1.         Financial Exploitation of a Vulnerable Adult

            Minn. Stat. § 609.2335, subd. 1(1), provides that a person with a fiduciary obligation to a vulnerable adult who “intentionally fails to use the financial resources of the vulnerable adult to provide food, clothing, shelter, health care, therapeutic conduct, or supervision for the vulnerable adult” is guilty of financial exploitation.  Appellant’s fiduciary obligation to Jones was implicit in her power of attorney.  See Minn. Stat. § 532.21 (1996) (providing, among other things, that an attorney-in-fact “shall have the interests of the principal utmost in mind.”) 

            The issue becomes whether the jury could reasonably have concluded that appellant failed to use Jones’s financial resources to provide for his care.  Palmer testified that: (1) Jones’s monthly income was about $4,200; (2) when Palmer took over Jones’s finances, Jones had an outstanding bill of more than $7,000 at the nursing home due on March 1; (3) no funds were available to pay the delinquent $7,000, and (4) it took until July to pay off the $7,000.  We conclude that the jury reasonably could have found that, at least during appellant’s last few months as Jones’s attorney in fact, she violated the statute because she did not use financial resources to provide for his care.  Moreover, she depleted his resources so that no funds were available to pay for his care when payment was due.  Accordingly, we affirm appellant’s exploitation conviction.

2.         Theft

            Minn. Stat. § 609.52, subd. 2(1), provides that a person commits theft who “intentionally and without claim of right” (emphasis added) uses or retains the property of another.  Minn. Stat. § 523.23, subd. 1 (1996), the “short form” for power of attorney, provides, as an option that “[t]his power of attorney authorizes the attorney-in-fact to transfer my property to the attorney-in-fact.”  This option was checked on the form signed by Jones naming appellant as his attorney-in-fact.  We hold as a matter of law that a “claim of right” within the meaning of Minn. Stat. § 609.52, subd. 2(1), is conferred by authorizing an attorney-in-fact to transfer the principal’s property to the attorney-in-fact and that such authorization precludes a conviction for theft.  Thus, because appellant was authorized through the power of attorney to transfer Jones’s property to herself, she had a claim of right to it and cannot be guilty of its theft.  Therefore, the theft charge was improperly submitted to the jury.  We reverse the theft conviction and dismiss the theft charge as a matter of law.

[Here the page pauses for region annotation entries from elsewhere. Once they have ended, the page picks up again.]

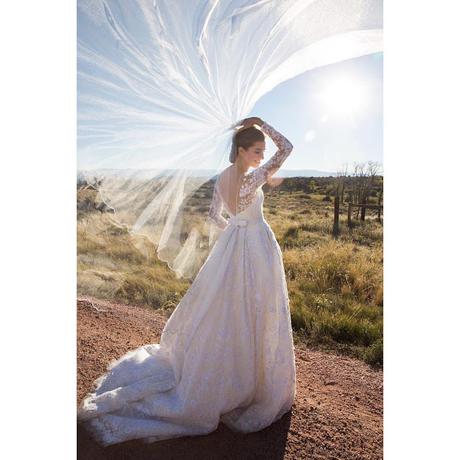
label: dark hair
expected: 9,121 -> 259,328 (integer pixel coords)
229,126 -> 265,163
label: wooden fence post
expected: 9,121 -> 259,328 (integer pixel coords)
332,194 -> 340,237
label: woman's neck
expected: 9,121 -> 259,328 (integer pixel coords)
235,162 -> 249,177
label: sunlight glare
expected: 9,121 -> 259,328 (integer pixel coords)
319,77 -> 365,115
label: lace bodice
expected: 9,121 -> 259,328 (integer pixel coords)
209,122 -> 293,229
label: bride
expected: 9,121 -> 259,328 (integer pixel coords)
78,117 -> 296,446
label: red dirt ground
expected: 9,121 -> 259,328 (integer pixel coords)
77,297 -> 383,460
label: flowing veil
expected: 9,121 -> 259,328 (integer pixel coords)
77,0 -> 382,286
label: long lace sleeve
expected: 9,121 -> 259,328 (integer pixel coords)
251,121 -> 294,188
208,183 -> 228,230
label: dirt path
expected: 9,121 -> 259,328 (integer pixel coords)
77,297 -> 383,460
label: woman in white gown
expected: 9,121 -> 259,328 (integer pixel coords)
78,117 -> 296,445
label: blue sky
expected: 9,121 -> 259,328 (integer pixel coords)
251,53 -> 383,172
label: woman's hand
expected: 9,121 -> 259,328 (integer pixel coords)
241,117 -> 263,128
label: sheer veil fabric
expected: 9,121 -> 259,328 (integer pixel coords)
78,0 -> 382,445
77,0 -> 382,279
78,122 -> 296,445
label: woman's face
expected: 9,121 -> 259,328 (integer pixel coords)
239,141 -> 265,168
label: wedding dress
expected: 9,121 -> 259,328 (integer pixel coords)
78,122 -> 296,445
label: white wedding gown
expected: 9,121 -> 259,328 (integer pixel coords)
78,123 -> 296,445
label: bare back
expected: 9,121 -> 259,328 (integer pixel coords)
217,166 -> 244,216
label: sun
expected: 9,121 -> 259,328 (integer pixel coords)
318,76 -> 366,115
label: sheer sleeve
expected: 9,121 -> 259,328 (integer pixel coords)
208,181 -> 228,230
250,121 -> 294,188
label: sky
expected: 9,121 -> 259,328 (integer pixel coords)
250,53 -> 383,172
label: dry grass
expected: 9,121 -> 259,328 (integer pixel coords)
77,179 -> 383,364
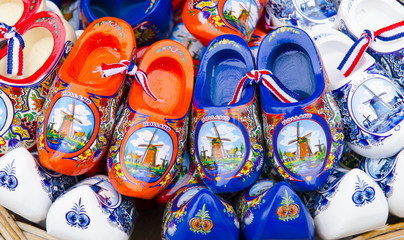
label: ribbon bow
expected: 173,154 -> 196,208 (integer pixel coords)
0,23 -> 25,76
101,60 -> 157,101
337,21 -> 404,77
229,70 -> 300,104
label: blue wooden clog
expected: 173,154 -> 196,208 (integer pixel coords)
80,0 -> 174,47
237,179 -> 314,240
265,0 -> 338,30
191,35 -> 264,193
162,184 -> 240,240
257,27 -> 344,191
156,149 -> 202,204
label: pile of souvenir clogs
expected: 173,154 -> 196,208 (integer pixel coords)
0,0 -> 404,240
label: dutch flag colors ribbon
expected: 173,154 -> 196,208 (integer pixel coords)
337,21 -> 404,77
229,70 -> 300,104
0,23 -> 25,76
101,60 -> 157,101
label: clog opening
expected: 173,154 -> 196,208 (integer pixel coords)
90,0 -> 147,23
345,0 -> 404,52
137,57 -> 185,118
0,0 -> 24,26
67,32 -> 121,85
0,27 -> 54,79
202,49 -> 252,107
267,43 -> 316,101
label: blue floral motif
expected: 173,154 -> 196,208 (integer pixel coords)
0,159 -> 18,191
360,157 -> 397,198
352,176 -> 375,207
65,198 -> 90,229
91,180 -> 136,235
300,169 -> 345,217
37,163 -> 77,202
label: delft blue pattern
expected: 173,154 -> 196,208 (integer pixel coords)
352,176 -> 375,207
301,169 -> 345,218
65,198 -> 90,229
37,166 -> 76,202
332,64 -> 404,148
0,159 -> 18,191
360,156 -> 397,198
91,180 -> 136,235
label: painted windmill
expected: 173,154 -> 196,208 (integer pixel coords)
288,122 -> 313,159
363,85 -> 392,118
316,139 -> 325,152
160,155 -> 168,167
138,129 -> 164,167
206,122 -> 231,159
58,99 -> 83,138
201,146 -> 208,159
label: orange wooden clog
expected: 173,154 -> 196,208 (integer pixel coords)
37,17 -> 136,175
182,0 -> 268,46
107,40 -> 194,199
0,0 -> 46,26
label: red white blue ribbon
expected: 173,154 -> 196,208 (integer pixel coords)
101,60 -> 157,101
264,4 -> 271,30
337,21 -> 404,77
0,23 -> 25,76
229,70 -> 300,104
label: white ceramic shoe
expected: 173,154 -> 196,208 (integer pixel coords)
307,168 -> 389,239
0,147 -> 76,223
265,0 -> 338,31
310,29 -> 404,158
361,150 -> 404,218
46,175 -> 136,240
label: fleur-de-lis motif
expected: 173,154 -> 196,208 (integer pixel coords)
189,204 -> 213,234
276,190 -> 300,221
66,198 -> 90,229
352,176 -> 375,207
0,159 -> 18,191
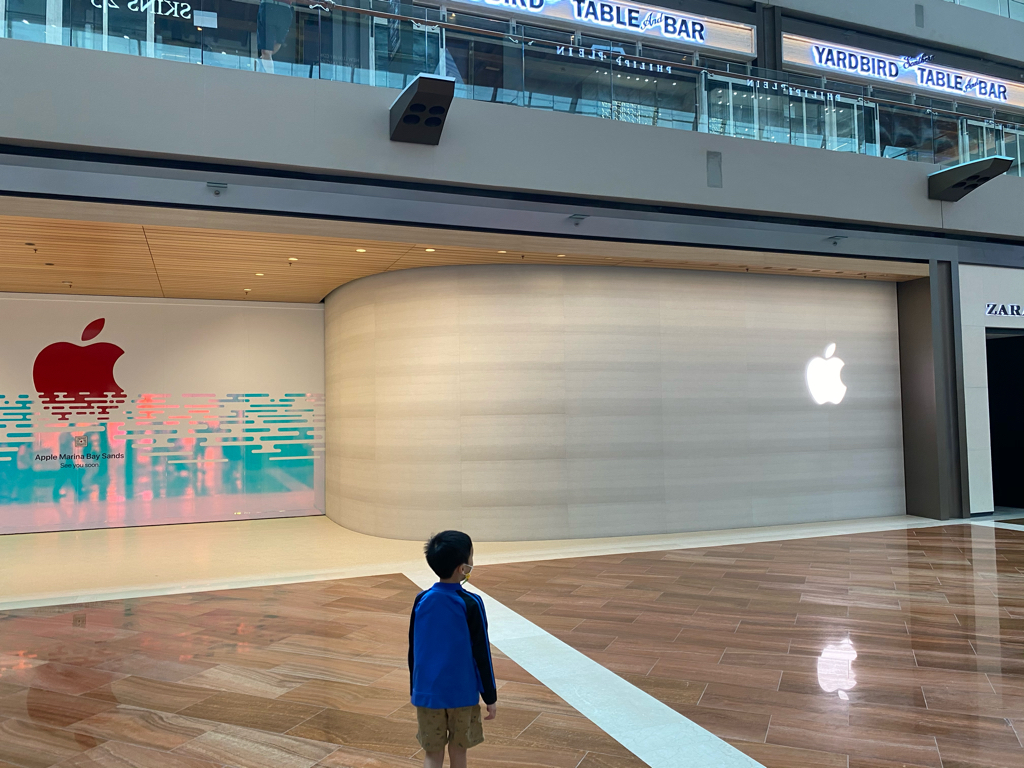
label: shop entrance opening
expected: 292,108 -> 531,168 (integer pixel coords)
986,329 -> 1024,510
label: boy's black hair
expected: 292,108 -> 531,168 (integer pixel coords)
423,530 -> 473,579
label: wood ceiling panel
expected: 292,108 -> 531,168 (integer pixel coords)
145,226 -> 410,303
0,216 -> 162,297
0,207 -> 928,303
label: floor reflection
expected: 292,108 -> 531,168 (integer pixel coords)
818,639 -> 857,701
473,524 -> 1024,768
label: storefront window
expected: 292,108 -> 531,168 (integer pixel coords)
0,0 -> 1024,180
444,13 -> 522,103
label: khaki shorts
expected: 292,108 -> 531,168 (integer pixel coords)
416,705 -> 483,752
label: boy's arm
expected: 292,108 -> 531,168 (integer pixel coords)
465,592 -> 498,705
409,593 -> 423,695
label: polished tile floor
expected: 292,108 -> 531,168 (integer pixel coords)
0,525 -> 1024,768
473,525 -> 1024,768
0,575 -> 642,768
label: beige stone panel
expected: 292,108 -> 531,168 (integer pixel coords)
327,265 -> 904,540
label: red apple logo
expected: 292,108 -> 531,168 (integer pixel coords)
32,317 -> 125,421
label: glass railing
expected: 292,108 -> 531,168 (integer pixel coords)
946,0 -> 1024,22
0,0 -> 1024,176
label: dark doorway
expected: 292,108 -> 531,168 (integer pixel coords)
987,329 -> 1024,509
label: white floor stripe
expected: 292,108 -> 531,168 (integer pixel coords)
406,570 -> 761,768
971,520 -> 1024,531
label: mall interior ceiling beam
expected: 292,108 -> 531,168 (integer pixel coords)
391,75 -> 455,146
928,155 -> 1014,203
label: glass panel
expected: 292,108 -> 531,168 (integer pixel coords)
523,40 -> 611,117
757,89 -> 792,144
825,98 -> 864,153
444,29 -> 522,103
932,115 -> 959,165
197,0 -> 258,74
961,120 -> 999,162
319,7 -> 373,84
790,96 -> 826,150
0,0 -> 46,43
1004,129 -> 1024,176
516,25 -> 572,45
373,6 -> 441,88
708,76 -> 758,138
879,104 -> 933,163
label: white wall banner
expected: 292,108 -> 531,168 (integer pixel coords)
453,0 -> 758,58
0,294 -> 324,534
782,35 -> 1024,108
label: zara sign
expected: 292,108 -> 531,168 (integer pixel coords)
455,0 -> 758,58
985,304 -> 1024,319
782,35 -> 1024,108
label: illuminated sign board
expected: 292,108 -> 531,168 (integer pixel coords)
985,304 -> 1024,317
456,0 -> 758,58
782,35 -> 1024,108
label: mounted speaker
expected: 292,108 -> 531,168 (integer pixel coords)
391,75 -> 455,145
928,155 -> 1014,203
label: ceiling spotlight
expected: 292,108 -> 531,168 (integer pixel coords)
928,155 -> 1014,203
389,75 -> 455,145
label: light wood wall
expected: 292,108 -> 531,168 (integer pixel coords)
326,265 -> 905,540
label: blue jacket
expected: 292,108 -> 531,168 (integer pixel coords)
409,582 -> 498,710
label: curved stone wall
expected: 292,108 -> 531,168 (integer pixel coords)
326,265 -> 905,541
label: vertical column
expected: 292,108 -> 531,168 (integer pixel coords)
929,260 -> 970,520
45,0 -> 63,45
897,261 -> 967,520
755,3 -> 782,71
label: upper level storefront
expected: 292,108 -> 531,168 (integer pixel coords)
6,0 -> 1024,176
946,0 -> 1024,22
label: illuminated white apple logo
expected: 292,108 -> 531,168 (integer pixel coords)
807,344 -> 846,406
818,640 -> 857,701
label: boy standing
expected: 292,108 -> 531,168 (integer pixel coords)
409,530 -> 498,768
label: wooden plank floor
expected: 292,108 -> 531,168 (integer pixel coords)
473,525 -> 1024,768
0,575 -> 643,768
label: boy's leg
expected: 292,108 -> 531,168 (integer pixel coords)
449,744 -> 467,768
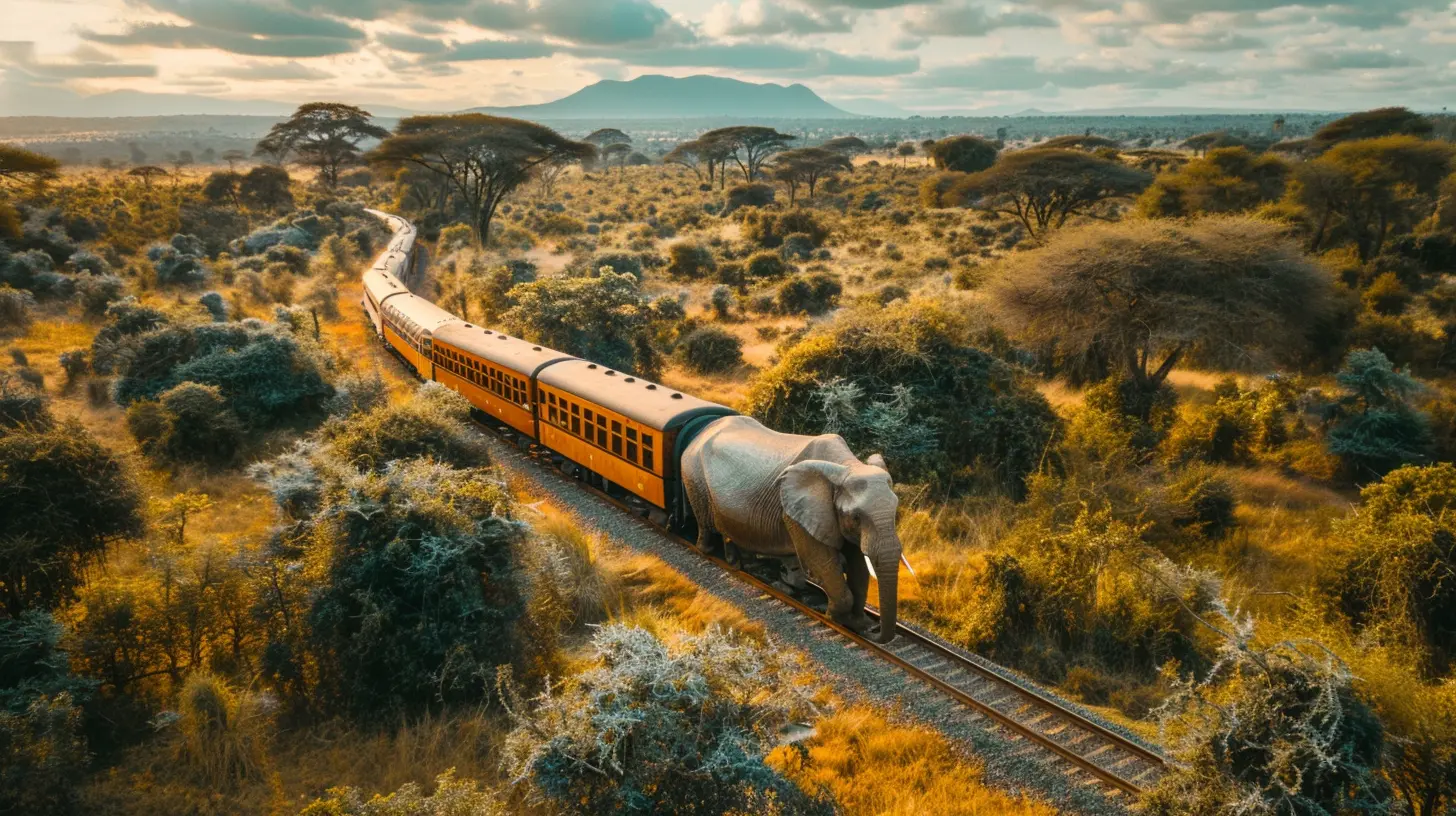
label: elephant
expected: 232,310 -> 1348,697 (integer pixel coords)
680,417 -> 909,643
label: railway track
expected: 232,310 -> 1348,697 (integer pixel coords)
369,214 -> 1166,797
480,423 -> 1166,796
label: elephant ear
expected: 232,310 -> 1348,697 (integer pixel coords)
779,460 -> 849,545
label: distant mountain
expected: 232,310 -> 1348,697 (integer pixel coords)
472,74 -> 855,121
831,96 -> 914,119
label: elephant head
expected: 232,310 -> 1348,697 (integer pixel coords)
779,455 -> 903,643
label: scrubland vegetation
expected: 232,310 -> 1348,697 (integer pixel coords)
8,103 -> 1456,816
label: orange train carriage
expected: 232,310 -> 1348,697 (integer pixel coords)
364,210 -> 735,529
434,323 -> 575,440
380,294 -> 464,380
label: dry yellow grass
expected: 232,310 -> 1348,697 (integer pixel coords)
769,707 -> 1057,816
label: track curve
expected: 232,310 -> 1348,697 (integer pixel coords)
363,210 -> 1168,796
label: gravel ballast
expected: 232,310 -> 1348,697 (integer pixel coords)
485,434 -> 1127,815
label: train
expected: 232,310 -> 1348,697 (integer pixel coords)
361,210 -> 737,535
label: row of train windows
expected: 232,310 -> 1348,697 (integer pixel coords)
546,392 -> 657,471
435,347 -> 530,405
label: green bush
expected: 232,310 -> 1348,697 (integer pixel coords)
745,300 -> 1057,494
722,184 -> 773,216
1326,348 -> 1431,481
501,624 -> 833,816
776,272 -> 844,315
0,420 -> 143,615
127,382 -> 243,466
677,326 -> 743,374
298,771 -> 518,816
745,251 -> 792,283
667,240 -> 718,280
743,210 -> 828,249
320,383 -> 489,471
1324,462 -> 1456,676
304,459 -> 524,718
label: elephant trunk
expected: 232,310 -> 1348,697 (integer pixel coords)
874,541 -> 900,643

            Affirmed in part and reversed in part.

[1] The district court did not say for which offense he was sentencing appellant, but the pre-sentence investigation report noted that the offenses were part of the same behavioral incident and that “[t]he first and most serious conviction of [Financial] Exploitation of a Vulnerable Adult is [the offense] to be considered within sentencing guideline rules.” 

[2] For the first time on appeal, appellant challenges the constitutionality of Minn. Stat. § 609.2335, subd. 1(1).  We do not address this issue because “[t]he law is clear in Minnesota that the constitutionality of a statute cannot be challenged for the first time on appeal.”  State v. Engholm, 290 N.W.2d 780, 784 (Minn. 1980) (citations omitted).